The gap in earnings between the richest and poorest Europeans grew in a majority of EU countries over the last decade, according to a new report which underlines the need for EU action to end poverty pay.
The ‘unequal Europe’ report released today by the ETUC and its ETUI research institute shows wage inequality increased in 14 member states between 2010 and 2019, most notably in Hungary, Spain and Belgium.
That is the result of a decrease in the share of workers covered by collective bargaining agreements and fall or freeze in the relative value of minimum wages, the experts behind the report explain.
Collective bargaining coverage has fallen in 22 of the EU’s 27 member states since 2000 as a result of policies pursued by the EU and member states designed to make work less secure.

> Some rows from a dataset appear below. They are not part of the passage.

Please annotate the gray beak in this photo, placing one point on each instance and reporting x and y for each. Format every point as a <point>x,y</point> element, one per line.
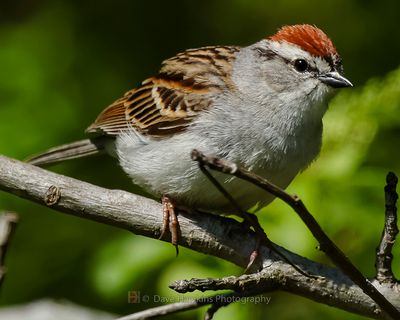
<point>335,80</point>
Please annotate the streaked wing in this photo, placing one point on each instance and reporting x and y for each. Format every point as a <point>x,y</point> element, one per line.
<point>167,103</point>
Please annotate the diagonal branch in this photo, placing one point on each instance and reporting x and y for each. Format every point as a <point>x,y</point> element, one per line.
<point>326,244</point>
<point>218,236</point>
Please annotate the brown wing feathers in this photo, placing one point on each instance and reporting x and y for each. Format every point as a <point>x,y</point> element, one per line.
<point>167,103</point>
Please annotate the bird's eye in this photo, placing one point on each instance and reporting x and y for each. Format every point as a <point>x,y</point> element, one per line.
<point>301,65</point>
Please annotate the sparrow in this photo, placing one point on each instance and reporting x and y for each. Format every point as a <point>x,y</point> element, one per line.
<point>260,106</point>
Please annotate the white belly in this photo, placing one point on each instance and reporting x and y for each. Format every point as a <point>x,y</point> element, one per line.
<point>165,168</point>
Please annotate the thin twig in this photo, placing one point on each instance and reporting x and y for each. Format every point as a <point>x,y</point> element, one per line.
<point>8,222</point>
<point>252,220</point>
<point>326,244</point>
<point>384,254</point>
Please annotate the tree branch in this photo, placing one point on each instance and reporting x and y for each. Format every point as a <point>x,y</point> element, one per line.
<point>384,254</point>
<point>218,236</point>
<point>8,222</point>
<point>326,244</point>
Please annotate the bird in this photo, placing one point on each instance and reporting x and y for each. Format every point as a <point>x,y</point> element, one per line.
<point>260,106</point>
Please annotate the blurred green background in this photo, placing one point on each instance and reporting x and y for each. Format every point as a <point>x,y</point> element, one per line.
<point>62,61</point>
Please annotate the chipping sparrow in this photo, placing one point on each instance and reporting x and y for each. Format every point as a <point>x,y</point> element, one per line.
<point>260,106</point>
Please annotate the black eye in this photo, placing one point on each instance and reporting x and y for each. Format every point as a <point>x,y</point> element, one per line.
<point>301,65</point>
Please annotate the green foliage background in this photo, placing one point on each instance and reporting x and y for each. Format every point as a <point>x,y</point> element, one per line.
<point>62,61</point>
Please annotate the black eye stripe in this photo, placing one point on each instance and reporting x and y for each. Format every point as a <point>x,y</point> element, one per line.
<point>301,65</point>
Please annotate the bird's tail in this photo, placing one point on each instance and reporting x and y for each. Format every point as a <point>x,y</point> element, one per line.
<point>68,151</point>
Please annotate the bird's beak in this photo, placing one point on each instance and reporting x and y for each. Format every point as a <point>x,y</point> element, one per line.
<point>335,80</point>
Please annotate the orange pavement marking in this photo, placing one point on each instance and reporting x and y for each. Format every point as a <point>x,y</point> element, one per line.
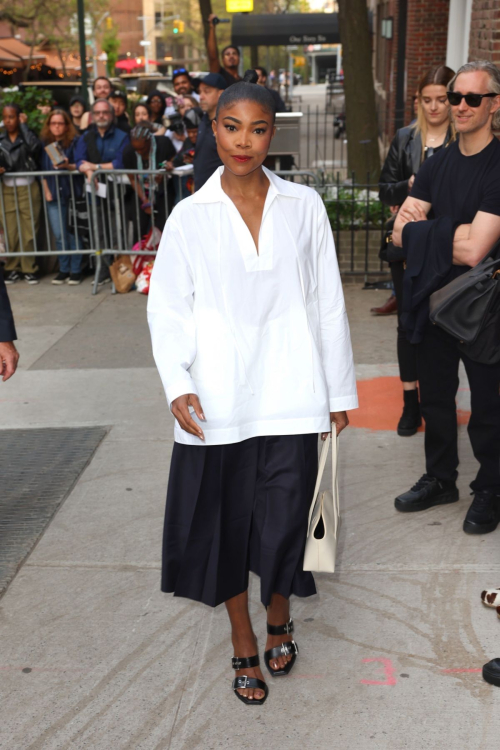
<point>381,403</point>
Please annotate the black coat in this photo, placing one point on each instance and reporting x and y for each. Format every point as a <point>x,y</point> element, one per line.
<point>7,328</point>
<point>402,161</point>
<point>428,249</point>
<point>23,155</point>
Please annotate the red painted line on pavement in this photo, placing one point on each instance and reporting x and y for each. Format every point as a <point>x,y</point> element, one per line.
<point>450,671</point>
<point>387,668</point>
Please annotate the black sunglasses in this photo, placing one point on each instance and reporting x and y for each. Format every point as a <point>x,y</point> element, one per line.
<point>472,100</point>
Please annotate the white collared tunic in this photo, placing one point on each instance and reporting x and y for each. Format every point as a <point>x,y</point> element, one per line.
<point>262,338</point>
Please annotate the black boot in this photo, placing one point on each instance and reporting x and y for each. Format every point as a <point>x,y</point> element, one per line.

Wage inequality increased in 8 of the 14 countries where the relative value of the statutory minimum wage as a percentage of the median or average wage has fallen or been frozen since 2010.
The findings come ahead of the final negotiations over the draft EU directive on minimum wages and collective bargaining following the European Parliament’s support for strong action to tackle growing wage inequality. An increase in minimum wages would also cut the gender pay gap significantly.
The ETUC is calling for:
- A threshold of decency for statutory minimum wages set at 60% of the median wage and 50% of the average wage in each member state
- A ban on public money for companies which refuse to engage in collective bargaining or break agreements as part of measures to increase coverage in all member states
- Guarantees that this law will not touch existing well-functioning system of collective bargaining in Sweden and Denmark
ETUC Deputy General Secretary Esther Lynch said of the findings:
“It’s clear that the policies pursued at EU and national level over the last decade have increased inequality and this report shows many workers are being left behind. CEOs can afford more luxuries while millions of working people struggle to pay their heating bill, have to eat less and poorer quality food and are forced into debt to afford their rent.
“It’s hardly surprisingly that social and political polarisation have grown over the last decade. We couldn’t be further from the ‘economy that works for people’ promised by the European Commission.
“But this report shows that the solutions to the problem are equally as clear as its cause – adequate minimum wages are crucial to reducing inequality and stronger collective bargaining is the best way to genuinely fair pay.
“The EU directive on minimum wages is a chance to correct the mistakes of the past and ensure millions of working people and their families are no longer left living in poverty. EU and national leaders must show the urgency demanded by the situation set out in this report and conclude negotiations on a strong directive as soon as possible.”